Слева я увидел бумажные скатерти, сотни бумажных тарелок и тысячи бумажных стаканчиков. Справа обнаружилась еще не вскрытая коробка с пакетиками кофе без кофеина и двухгаллоновая банка овощного супа.
Вот оно!
Я повязал старый фартук, которым некогда, похоже, чистили печи, и поискал на банке срок годности. Не то, чтобы это было так важно, но я приободрился, убедившись, что срок еще не истек. Эшли лежала перед камином, подперев локтем голову. Вытерпев полчаса, она щелкнула пальцами, свистнула, поманила меня рукой. Я шагнул на ее зов.
– Что случилось?
Она еще помахала, я подошел поближе. Эшли покачала головой.
– Ближе.
– Вот так?
– Никогда не видела ничего сексуальнее!
– Вы про меня?
Она выпятила губу, жестом потребовала, чтобы я посторонился, и указала на плиту.
– Что за глупости? Про это!
Я оглянулся на кухню.
– Про что?
– Про пар, валящий из кастрюли с супом!
– Вам нужна помощь.
– Я целых шестнадцать дней твержу вам об этом!
Через час, медленно пережевывая куски картошки и смакуя каждую ложку, она посмотрела на меня, не обращая внимания на капающий с подбородка суп.
– Что это за место?
Я налил Наполеону миску супа, которую он тут же успел слопать. Теперь он лежал у моих ног с довольной мордочкой.
– Похоже на высокогорный лагерь. Бойскаутский, что ли.
Она отхлебнула чаю.
– У них тут не только кофе, но и чай без кофеина! – Она покачала головой. – Как они сюда попали?
– Понятия не имею. Все это надо было сюда затащить. Уверен, что они не поднимали эти чугунные плиты на собственном горбу. Когда просохнет моя одежда, я попробую проникнуть в другие постройки. Вдруг что-нибудь найду?

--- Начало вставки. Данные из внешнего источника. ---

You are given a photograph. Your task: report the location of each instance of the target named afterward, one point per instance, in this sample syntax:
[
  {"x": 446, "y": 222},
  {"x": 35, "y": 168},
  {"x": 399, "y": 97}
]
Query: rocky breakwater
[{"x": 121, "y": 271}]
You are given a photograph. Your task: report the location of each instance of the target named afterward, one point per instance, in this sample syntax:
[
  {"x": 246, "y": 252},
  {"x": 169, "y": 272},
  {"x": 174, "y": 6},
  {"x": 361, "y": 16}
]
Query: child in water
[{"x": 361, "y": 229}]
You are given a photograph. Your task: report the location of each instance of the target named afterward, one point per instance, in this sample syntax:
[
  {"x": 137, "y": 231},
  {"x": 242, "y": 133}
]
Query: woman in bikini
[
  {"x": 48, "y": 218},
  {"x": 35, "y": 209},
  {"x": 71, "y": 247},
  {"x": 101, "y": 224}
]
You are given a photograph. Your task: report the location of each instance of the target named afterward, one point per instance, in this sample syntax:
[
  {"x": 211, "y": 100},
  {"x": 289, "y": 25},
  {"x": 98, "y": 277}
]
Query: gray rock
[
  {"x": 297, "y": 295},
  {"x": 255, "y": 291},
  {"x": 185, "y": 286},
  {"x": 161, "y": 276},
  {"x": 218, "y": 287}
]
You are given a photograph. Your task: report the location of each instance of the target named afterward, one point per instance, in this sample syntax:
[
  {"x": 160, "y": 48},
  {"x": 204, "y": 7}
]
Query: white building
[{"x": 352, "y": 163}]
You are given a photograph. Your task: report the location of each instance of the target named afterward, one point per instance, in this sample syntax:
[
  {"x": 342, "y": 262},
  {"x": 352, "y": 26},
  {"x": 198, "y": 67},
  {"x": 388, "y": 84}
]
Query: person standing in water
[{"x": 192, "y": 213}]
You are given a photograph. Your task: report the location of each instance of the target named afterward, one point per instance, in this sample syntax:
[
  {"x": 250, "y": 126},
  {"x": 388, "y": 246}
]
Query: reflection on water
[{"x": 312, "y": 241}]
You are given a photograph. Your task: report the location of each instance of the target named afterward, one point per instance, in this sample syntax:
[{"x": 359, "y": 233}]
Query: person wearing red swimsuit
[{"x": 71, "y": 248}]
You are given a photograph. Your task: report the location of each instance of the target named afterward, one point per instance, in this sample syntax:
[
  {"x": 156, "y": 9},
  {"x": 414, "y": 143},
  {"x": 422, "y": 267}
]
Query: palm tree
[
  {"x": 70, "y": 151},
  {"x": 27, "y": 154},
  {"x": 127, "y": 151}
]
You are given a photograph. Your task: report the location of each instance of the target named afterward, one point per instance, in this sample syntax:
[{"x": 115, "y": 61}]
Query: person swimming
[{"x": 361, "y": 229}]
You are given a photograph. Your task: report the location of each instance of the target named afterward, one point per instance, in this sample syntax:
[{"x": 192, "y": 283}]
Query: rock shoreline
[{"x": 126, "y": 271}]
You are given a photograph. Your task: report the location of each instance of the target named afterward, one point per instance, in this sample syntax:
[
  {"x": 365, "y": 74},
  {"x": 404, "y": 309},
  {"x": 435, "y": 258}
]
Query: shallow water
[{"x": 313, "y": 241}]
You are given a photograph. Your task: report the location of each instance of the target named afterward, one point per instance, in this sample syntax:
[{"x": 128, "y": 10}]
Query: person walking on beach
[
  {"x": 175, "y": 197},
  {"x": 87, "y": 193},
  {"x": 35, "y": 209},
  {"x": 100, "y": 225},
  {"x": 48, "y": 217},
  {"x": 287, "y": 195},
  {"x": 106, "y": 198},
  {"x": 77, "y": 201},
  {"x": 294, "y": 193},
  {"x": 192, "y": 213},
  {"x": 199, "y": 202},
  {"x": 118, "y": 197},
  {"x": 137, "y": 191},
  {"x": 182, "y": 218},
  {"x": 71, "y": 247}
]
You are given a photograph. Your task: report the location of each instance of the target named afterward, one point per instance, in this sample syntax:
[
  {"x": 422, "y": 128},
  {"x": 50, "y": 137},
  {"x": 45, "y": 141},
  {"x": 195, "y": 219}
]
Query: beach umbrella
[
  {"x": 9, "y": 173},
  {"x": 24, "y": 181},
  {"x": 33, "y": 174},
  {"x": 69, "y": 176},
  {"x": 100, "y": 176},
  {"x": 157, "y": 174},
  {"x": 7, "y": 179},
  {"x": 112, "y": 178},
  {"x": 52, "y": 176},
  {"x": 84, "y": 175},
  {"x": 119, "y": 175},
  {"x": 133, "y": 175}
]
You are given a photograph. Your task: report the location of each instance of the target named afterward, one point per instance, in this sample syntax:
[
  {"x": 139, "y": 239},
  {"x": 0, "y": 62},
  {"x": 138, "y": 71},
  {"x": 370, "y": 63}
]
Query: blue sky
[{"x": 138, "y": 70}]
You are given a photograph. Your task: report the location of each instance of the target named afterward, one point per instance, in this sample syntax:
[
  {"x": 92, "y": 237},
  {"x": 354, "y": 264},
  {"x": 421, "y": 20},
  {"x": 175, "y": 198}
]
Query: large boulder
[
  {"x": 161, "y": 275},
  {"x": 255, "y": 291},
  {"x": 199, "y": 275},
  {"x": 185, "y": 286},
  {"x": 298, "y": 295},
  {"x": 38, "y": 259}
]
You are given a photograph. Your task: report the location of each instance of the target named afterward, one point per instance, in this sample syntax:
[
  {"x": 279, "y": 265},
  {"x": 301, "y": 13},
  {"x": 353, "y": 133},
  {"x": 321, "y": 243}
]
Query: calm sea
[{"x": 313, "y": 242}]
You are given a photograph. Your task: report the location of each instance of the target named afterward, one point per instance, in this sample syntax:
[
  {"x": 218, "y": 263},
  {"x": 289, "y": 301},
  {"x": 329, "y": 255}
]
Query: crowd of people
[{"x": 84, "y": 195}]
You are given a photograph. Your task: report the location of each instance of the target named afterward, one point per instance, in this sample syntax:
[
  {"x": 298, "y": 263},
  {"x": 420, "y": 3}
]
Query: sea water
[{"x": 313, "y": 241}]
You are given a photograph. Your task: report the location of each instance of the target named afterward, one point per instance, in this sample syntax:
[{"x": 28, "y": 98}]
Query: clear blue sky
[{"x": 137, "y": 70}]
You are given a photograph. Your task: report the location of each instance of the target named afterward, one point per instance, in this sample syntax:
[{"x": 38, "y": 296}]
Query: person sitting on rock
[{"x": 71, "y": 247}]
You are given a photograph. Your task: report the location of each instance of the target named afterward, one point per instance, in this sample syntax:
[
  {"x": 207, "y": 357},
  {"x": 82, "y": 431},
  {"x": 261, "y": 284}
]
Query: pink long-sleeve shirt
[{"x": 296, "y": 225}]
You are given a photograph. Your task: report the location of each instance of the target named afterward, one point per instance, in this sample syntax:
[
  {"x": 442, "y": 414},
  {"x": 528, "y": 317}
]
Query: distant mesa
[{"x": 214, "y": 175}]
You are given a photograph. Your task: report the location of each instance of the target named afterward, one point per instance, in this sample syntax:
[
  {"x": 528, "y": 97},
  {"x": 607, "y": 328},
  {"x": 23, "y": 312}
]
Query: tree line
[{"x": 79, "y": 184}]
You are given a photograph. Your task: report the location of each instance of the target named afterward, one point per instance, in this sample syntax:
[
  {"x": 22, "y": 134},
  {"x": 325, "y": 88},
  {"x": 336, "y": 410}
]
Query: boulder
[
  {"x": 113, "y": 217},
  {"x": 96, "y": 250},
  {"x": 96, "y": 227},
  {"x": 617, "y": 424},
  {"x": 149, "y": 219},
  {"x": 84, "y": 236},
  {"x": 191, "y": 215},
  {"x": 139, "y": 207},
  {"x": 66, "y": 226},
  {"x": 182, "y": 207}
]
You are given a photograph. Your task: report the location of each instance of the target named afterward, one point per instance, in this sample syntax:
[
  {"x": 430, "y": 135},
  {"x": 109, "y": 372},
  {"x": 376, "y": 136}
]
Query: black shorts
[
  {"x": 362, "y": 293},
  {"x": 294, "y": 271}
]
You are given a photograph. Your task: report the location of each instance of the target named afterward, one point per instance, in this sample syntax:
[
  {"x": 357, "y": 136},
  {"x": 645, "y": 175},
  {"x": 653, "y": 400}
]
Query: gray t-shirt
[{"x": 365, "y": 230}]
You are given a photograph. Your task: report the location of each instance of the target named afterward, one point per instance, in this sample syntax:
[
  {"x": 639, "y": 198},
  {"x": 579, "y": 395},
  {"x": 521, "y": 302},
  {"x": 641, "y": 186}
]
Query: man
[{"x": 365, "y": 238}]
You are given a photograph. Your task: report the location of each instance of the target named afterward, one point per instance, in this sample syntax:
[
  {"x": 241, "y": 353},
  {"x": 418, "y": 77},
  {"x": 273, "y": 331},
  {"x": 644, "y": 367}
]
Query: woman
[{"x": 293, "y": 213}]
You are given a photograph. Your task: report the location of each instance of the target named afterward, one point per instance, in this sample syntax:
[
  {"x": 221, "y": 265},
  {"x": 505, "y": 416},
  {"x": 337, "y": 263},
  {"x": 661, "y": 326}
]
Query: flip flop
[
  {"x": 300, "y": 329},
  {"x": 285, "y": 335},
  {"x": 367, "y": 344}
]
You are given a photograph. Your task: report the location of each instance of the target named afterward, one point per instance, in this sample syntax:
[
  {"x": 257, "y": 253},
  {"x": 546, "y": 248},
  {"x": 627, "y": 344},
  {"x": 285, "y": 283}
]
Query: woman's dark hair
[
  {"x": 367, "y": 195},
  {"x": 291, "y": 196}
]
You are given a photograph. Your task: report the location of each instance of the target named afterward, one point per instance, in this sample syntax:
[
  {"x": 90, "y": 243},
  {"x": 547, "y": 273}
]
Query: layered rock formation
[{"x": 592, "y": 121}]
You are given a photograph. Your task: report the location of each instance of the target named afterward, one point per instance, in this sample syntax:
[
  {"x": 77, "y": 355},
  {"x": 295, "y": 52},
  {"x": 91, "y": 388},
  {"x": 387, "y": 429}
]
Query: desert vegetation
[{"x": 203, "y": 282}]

– Не помешало бы разнообразить рацион, – согласилась она.
Наевшись супу до отвала, мы разлеглись перед камином. Впервые за несколько дней мы не чувствовали голода. Я поднял стаканчик.
– За что пьем?
Она тоже подняла стаканчик. Она так объелась, что с трудом могла пошевелиться.
– За вас.
Она по-прежнему была очень слаба. Наш ужин удался, но требовалось несколько дней, чтобы мы хоть как-то восстановили силы. Я посмотрел в окно. Снаружи валил густой снег. В белой пелене ничего нельзя было разглядеть. Я поставил стаканчик, скатал свою куртку и подложил ей под голову как подушку. Она поймала мою руку.
– Бен?
– Что?
– Как насчет танца?
– Если я сейчас пошевелюсь, меня может вырвать. Прямо на вас.
Она засмеялась.
– Обопретесь на меня.
Я подхватил ее под мышки и аккуратно приподнял. Она неуверенно выпрямилась, потом повисла на мне, положив голову мне на грудь.
– Мне нехорошо.
Я хотел опустить ее на матрас, но она покачала головой и вытянула правую руку.